If you lose your job, focus on the positives like the ability to find a new job that is a better opportunity, maybe it will allow you more time with your family or will finally push you out of your comfort zone to follow your passion. Maybe you’re going through a divorce, focus on what you learned from that relationship that you can carry into your next or maybe it will allow you to find yourself again and do what you never had the chance to do. Or, maybe you’ve had a death of a loved one. Try to remember the time you had with them, the memories you shared, what you learned from their life and the positive effect it had on yours; while appreciating the opportunity to have had them in your life as long as you did.
I do believe that everything happens for a reason and sometimes that reason can be cloudier to see sometimes. I don’t think it is easy. Believe me, I’ve had my share of life thrown at me including relationship issues, deaths of loved ones, stressful jobs… etc. I haven’t always viewed life in this way or responded in the ways I should have.
At times, I would often look at other people’s lives and be envious of their perfect car or their perfect job or relationship, wondering why they had those things and I didn’t. I now realized a few things; first, people don’t usually show what they’re struggling with, they show the good times and the positives in their lives. The second, they are probably doing the same thing and being envious of someone’s life, or maybe even mine.
I still have my bad days and good days, and still have those thoughts sometimes. But, in an attempt to become the best me I can be, I’m trying my best, and really, that’s the best you can do. As humans, we will always mess up, we’re not perfect and no one ever will be. We each need to strive to be the best we can while appreciating what we have. I believe that is the key to happiness!
You only get one life, and when you’re always looking over your shoulder at the other person or looking for that next thing, whatever that may be, you’ll miss out on your life. You’ll never be truly happy if you’re always focused on other people or the next thing to make you happy. If you never appreciate what you have, what is the point of striving for it in the first place? Don’t get me wrong, you should always have goals in life and strive to improve yourself but while you are, don’t forget to “stop and smell the roses” because you don’t want to look back when you’re 100 years old and think, “I wish I would have enjoyed life more”.

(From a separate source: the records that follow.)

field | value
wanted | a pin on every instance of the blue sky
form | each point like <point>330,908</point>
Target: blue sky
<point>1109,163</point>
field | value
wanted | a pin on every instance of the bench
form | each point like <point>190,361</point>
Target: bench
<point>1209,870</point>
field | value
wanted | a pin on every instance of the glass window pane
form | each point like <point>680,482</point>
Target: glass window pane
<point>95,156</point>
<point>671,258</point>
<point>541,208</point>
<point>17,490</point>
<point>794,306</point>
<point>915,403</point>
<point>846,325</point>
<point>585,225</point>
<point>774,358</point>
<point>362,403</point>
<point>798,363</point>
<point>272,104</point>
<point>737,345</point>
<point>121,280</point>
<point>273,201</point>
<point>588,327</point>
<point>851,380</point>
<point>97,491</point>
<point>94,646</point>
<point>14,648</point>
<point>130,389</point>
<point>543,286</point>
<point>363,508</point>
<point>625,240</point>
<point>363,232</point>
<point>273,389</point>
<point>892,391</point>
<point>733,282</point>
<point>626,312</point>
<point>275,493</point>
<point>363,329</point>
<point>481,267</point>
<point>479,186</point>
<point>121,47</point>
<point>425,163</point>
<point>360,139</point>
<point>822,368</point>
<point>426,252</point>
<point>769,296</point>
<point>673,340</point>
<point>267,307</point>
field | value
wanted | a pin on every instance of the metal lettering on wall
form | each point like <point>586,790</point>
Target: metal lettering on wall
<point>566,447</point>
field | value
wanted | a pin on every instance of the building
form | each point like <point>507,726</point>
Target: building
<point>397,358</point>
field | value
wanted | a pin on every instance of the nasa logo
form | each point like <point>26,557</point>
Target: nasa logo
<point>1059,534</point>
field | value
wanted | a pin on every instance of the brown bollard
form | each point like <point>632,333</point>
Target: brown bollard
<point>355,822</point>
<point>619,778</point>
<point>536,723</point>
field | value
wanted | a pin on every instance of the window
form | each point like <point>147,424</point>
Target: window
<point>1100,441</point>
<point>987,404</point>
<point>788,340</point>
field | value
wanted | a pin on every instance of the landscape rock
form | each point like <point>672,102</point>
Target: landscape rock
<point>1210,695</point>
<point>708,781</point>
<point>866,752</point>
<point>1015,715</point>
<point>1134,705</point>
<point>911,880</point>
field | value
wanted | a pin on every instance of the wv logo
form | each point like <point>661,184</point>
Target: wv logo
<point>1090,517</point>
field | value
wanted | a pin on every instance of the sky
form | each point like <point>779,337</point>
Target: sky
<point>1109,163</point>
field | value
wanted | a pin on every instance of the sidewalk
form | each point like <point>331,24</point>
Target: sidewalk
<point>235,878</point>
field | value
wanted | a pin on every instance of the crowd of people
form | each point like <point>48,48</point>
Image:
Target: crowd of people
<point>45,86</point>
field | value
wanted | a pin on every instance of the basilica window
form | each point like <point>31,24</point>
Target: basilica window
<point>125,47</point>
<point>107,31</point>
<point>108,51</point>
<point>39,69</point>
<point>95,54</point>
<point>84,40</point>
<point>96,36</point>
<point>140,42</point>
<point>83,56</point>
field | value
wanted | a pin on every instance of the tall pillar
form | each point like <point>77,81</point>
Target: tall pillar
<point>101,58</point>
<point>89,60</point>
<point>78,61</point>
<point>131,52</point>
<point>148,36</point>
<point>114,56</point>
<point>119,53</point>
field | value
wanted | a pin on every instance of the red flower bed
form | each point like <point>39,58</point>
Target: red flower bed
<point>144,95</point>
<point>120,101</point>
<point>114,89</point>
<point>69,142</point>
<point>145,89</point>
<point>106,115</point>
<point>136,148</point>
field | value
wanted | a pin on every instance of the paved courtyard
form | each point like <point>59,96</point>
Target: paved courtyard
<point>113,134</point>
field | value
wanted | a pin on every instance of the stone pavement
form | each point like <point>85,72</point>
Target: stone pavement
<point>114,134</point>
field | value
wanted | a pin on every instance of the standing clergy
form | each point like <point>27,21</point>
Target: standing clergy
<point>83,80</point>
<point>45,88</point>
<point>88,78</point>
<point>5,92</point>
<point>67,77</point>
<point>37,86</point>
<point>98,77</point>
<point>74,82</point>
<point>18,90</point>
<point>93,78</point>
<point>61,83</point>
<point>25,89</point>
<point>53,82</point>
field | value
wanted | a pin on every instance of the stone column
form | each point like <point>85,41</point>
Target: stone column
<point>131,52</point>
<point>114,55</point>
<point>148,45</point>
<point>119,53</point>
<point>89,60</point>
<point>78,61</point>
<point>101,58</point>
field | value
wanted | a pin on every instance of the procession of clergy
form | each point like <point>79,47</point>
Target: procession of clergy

Think about a time that you told yourself, I would be happy in life if I had ____ (whatever that is, maybe it’s a new car, a house or more money). Now, fast forward to once you achieved that. Where you completely happy? Did that complete your life with happiness? No, because you probably had a new goal that you were striving for to be happy. If you continue to look towards what you don’t have vs. what you do, you will never truly be happy. Appreciate what you have now and all that life has given you because I can guarantee that you have things to be grateful for and ironically, probably what that other person is envious of. Try to focus less on others and more on yourself, you will be a much happier person!

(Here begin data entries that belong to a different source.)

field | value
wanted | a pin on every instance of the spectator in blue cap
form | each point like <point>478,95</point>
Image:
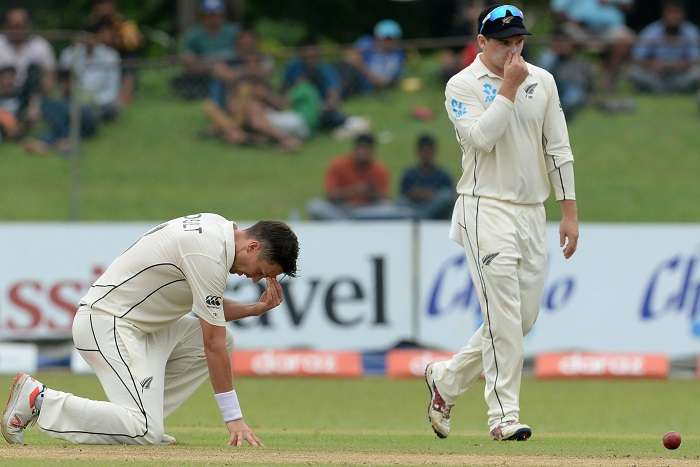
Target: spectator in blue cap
<point>374,62</point>
<point>207,43</point>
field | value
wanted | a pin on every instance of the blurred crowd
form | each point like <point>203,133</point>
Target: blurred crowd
<point>87,81</point>
<point>250,99</point>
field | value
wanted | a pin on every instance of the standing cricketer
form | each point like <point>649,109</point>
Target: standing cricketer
<point>515,148</point>
<point>150,354</point>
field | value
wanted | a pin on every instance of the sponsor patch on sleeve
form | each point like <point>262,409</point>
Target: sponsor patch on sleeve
<point>459,109</point>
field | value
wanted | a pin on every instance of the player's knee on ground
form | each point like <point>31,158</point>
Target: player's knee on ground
<point>229,340</point>
<point>155,432</point>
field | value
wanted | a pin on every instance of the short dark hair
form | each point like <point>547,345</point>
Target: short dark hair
<point>679,4</point>
<point>425,140</point>
<point>364,139</point>
<point>280,244</point>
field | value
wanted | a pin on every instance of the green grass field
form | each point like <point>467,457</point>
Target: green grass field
<point>150,165</point>
<point>382,421</point>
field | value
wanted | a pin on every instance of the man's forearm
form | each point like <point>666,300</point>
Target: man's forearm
<point>568,209</point>
<point>219,368</point>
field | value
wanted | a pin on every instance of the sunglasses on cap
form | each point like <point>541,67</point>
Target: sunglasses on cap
<point>501,12</point>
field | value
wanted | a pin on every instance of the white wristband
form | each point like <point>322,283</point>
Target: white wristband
<point>229,406</point>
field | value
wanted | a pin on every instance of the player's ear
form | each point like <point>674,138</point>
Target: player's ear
<point>254,246</point>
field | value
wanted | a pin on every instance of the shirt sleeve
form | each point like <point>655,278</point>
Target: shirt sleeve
<point>476,125</point>
<point>559,159</point>
<point>205,278</point>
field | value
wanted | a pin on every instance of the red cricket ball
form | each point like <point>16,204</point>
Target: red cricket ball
<point>672,440</point>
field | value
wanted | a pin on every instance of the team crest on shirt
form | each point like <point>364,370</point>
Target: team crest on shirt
<point>459,109</point>
<point>530,90</point>
<point>489,93</point>
<point>212,301</point>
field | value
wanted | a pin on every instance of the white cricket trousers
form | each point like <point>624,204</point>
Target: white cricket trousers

I can tell you that in 2016, I was at a very low point in my life after a job that wasn’t right for me and a relationship at one of its lowest point as a result of it. But, after this past year, 2017, I realized that I sure have a lot to be grateful for in life and I have never been happier! I have so much to be grateful for like my supportive family, friends, good health and a job. In addition to, having the ability to create this blog and share my life experiences with you while possibly make a positive impact on your life, I have never felt so grateful and fulfilled!